According to Khemka, “Interest rate-sensitive sectors, particularly PSU banks, are expected to remain in focus amid hopes for an RBI rate cut. Upcoming monthly auto sales data could also influence the automobile sector.” Despite the challenges, the Nifty ended May with gains of 1.7%, its third consecutive monthly rise, and is expected to maintain positive momentum in June supported by strong GDP growth and institutional inflows.
Technical Outlook: Nifty and Bank Nifty Poised for Movement
Ajit Mishra, SVP of Research at Religare Broking Ltd, provided a technical perspective, stating, “The Nifty is currently in a consolidation phase and a close above the 20-day exponential moving average (around 24,600) is crucial to sustain bullish momentum. A breach below this could lead to further profit booking.” Mishra indicated that a strong move above 25,200 would open doors to new highs.
On the Bank Nifty, Mishra commented, “The banking index remains key to market momentum. A breakout above 56,000 could push the index towards 57,500, providing a catalyst for the broader market.”
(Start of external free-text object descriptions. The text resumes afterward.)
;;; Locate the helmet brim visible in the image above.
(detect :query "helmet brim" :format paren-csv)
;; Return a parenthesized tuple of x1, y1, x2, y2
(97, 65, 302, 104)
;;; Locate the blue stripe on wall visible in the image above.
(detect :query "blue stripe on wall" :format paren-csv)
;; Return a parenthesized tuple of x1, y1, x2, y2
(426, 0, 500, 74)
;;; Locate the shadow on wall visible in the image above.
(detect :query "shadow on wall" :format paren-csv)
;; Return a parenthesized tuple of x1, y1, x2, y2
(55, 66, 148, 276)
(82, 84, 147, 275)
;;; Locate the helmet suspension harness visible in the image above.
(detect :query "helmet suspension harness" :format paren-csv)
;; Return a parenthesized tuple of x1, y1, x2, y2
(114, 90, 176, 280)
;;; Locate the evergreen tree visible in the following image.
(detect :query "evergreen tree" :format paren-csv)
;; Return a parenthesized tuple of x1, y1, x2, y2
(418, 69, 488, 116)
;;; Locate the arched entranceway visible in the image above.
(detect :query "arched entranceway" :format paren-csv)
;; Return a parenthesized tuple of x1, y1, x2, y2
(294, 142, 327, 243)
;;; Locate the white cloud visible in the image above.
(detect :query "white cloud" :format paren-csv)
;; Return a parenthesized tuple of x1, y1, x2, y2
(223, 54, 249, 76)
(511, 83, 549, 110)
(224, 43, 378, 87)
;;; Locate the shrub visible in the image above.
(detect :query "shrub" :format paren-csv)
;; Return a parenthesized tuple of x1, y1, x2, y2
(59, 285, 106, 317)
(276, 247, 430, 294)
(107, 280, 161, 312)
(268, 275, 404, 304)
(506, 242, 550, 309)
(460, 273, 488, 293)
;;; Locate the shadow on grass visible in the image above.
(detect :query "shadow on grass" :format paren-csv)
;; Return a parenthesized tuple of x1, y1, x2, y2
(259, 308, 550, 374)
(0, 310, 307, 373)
Expert Trading Strategy for the Week Ahead
Market experts maintain a positive outlook for June, recommending investors seek buying opportunities. Mishra advised, “We suggest focusing on banking and financial services sectors, while FMCG and IT may trade subdued. Investors should prioritize fundamentally strong stocks with favorable risk-reward profiles and stay informed about macroeconomic developments.”